Gross, in her usual hybrid mode both disarming and bold, told Nézet-Séguin early on in the interview she saw an “adorable” home video of him at age 10 air-conducting to a recording and asked him what he thought conducting was then compared to what he thinks it is now.

“When I watch this video, the disconcerting thing, which is probably good and bad at the same time, [is that] I feel I haven’t changed,” he said, adding that conducting struck almost like a religious calling. “For me, making music in a group is what animates me, and I think this is what I could feel right away when I was 10.”

The format had a slightly fish-out-of-water feel to it. Gross typically conducts her personality probes remotely, peeling back the layers of her interviewees in stepped levels of intimacy. This interview, though, was in person, in front of an audience.

And not just any audience. WHYY and the Philadelphia Orchestra share donors and a board member or two, some of whom were there to experience the interview as a kind of after-dinner salon.

Moreover, the encounter was introduced by Jeanette Lerman-Neubauer, a friend to both the orchestra and the station — not to mention a major donor to the Metropolitan Opera, where Nézet-Séguin is the “Jeanette Lerman-Neubauer Music Director.” (Her introduction won’t be part of the broadcast version of the segment.) The Neubauer Family Foundation is a supporter of Fresh Air.

Gross, too, is a Met Opera fan. She noted Nézet-Séguin’s positive approach in working with musicians and asked whether there was a generational move away from conductors leading in an authoritarian style.

“I think the shift clearly is happening in conducting, but it is a shift I think that is probably in every different area of leadership around the world,” he said.
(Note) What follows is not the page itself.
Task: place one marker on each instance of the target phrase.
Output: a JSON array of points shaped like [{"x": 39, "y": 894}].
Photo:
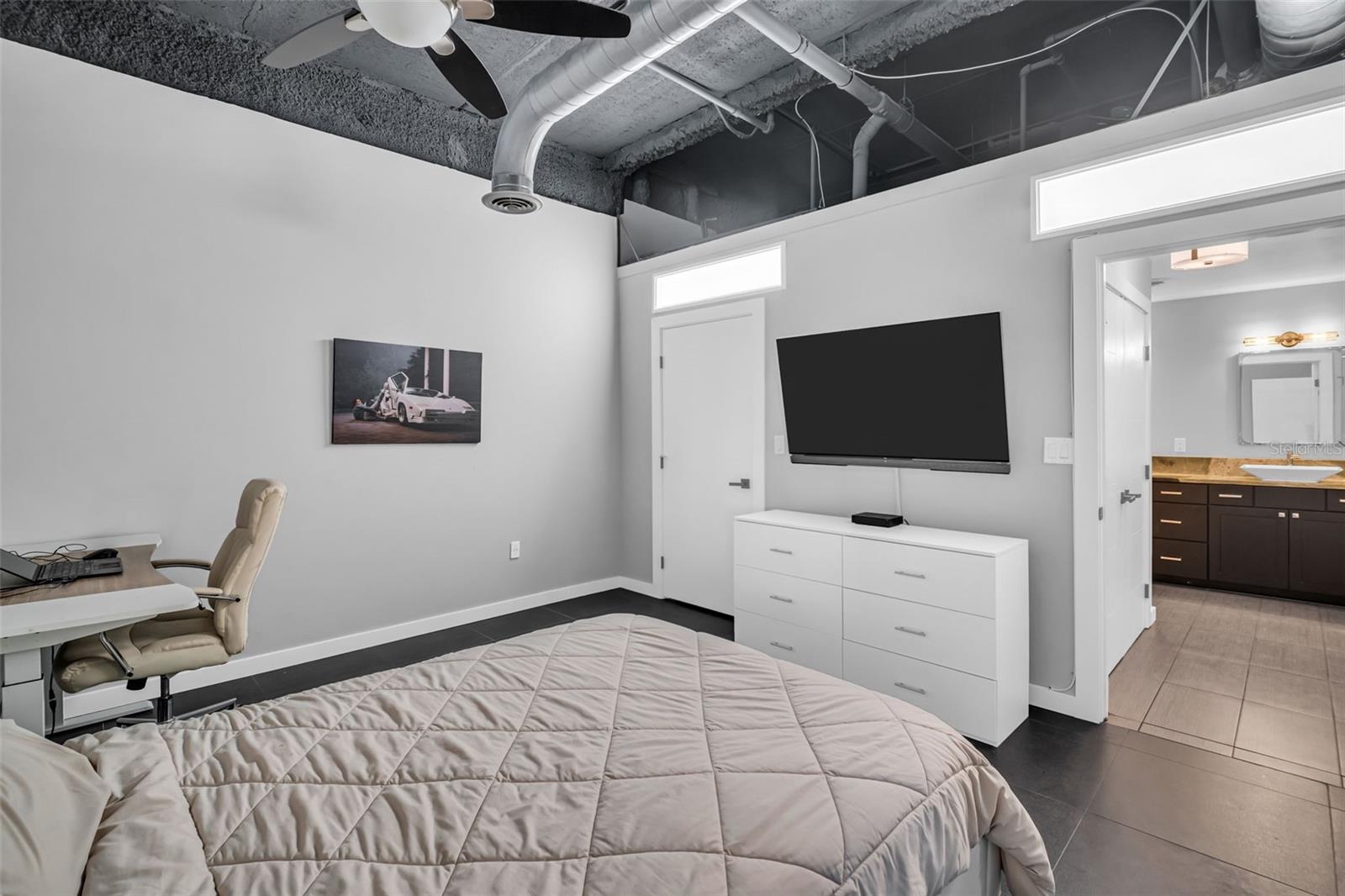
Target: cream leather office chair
[{"x": 193, "y": 638}]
Fear, he warned, can get in the way of making music. “If the conductor is there just to add to the scare, this doesn’t work.”

They touched on the mechanics of conducting, how one works with singers as opposed to instrumentalists, why he has a turtle tattoo (a Tahitian-vacation souvenir) — as well as the conversational trident of sex, religion, and death.
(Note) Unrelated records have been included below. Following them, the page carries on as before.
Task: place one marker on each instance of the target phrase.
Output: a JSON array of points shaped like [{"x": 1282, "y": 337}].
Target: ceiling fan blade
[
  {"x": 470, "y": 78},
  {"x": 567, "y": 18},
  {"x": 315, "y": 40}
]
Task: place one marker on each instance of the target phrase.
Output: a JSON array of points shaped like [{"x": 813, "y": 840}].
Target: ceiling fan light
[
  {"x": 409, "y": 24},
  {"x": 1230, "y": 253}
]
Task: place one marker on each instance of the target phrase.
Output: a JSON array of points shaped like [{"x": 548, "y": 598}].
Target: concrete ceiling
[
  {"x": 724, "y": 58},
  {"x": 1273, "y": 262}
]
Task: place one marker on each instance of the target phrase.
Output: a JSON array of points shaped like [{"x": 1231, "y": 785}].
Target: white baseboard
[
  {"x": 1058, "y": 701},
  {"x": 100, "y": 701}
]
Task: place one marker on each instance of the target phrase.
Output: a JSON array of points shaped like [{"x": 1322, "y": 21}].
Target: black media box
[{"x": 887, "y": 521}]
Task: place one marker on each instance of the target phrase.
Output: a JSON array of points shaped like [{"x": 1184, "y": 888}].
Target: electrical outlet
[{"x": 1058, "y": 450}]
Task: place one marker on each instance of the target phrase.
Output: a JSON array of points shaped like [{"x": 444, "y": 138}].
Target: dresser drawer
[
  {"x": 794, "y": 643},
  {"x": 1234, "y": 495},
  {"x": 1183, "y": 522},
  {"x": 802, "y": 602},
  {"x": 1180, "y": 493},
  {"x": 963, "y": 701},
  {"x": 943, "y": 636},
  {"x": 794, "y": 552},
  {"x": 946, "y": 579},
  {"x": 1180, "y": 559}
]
She asked Nézet-Séguin about being a visible gay figure. “I think I wouldn’t be the conductor I am without Pierre,” he said, referring to partner Pierre Tourville. “The fact of living my life openly as a gay person might also, I feel, help mentalities evolve in certain countries.”

Is he religious? she wondered. He said he had been an altar boy and attended church as a child, but at some point became more of an artist who absorbed the spirituality of religious music. “And that is how my spirituality stayed alive, because I would conduct some Bach cantatas and marvel that these cantatas must have been God-sent. And it became increasingly more spiritual than religious.”
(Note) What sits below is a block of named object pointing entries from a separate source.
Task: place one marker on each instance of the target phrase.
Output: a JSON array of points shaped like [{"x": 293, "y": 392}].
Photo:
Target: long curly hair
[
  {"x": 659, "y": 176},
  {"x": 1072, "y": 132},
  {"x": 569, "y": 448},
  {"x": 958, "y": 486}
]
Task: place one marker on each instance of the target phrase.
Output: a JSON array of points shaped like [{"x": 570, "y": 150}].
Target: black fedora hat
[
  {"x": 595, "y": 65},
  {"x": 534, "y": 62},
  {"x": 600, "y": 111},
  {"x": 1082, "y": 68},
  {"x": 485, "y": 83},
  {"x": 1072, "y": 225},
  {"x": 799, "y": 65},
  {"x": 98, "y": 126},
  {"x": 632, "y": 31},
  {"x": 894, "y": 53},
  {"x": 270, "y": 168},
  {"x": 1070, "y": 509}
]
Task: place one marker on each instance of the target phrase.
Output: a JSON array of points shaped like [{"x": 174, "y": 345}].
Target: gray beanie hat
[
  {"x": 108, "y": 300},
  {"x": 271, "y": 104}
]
Gross at one point played a recording of the opening of Mahler’s Symphony No. 5 and asked the conductor to explain it: the lonely trumpet triplets, an explosion, and then that mournful tune.

After the excerpt, Gross asked whether classical music, which so often touches on death, made him consider mortality.

“This is a theme that, surprisingly or not, I am thinking about daily since I am a child,” he said. His drawings as a youngster often had to do with the passion of Christ.

Nézet-Séguin quickly turned the conversation to what a “truly happy life” he has and then tried to reconcile that with the idea of death. Having to deal with the balance of these two forces, he said, inspires him to make something out of it.

“It makes me deal on a daily basis with more universal issues, and I feel a responsibility not only as a conductor but just simply because I am an artist, I feel a responsibility in return to give these moments where everybody can feel these emotions together in a concert hall or listening to a recording.

“And get some comforting, get some hope, get some dream, get some empathy.”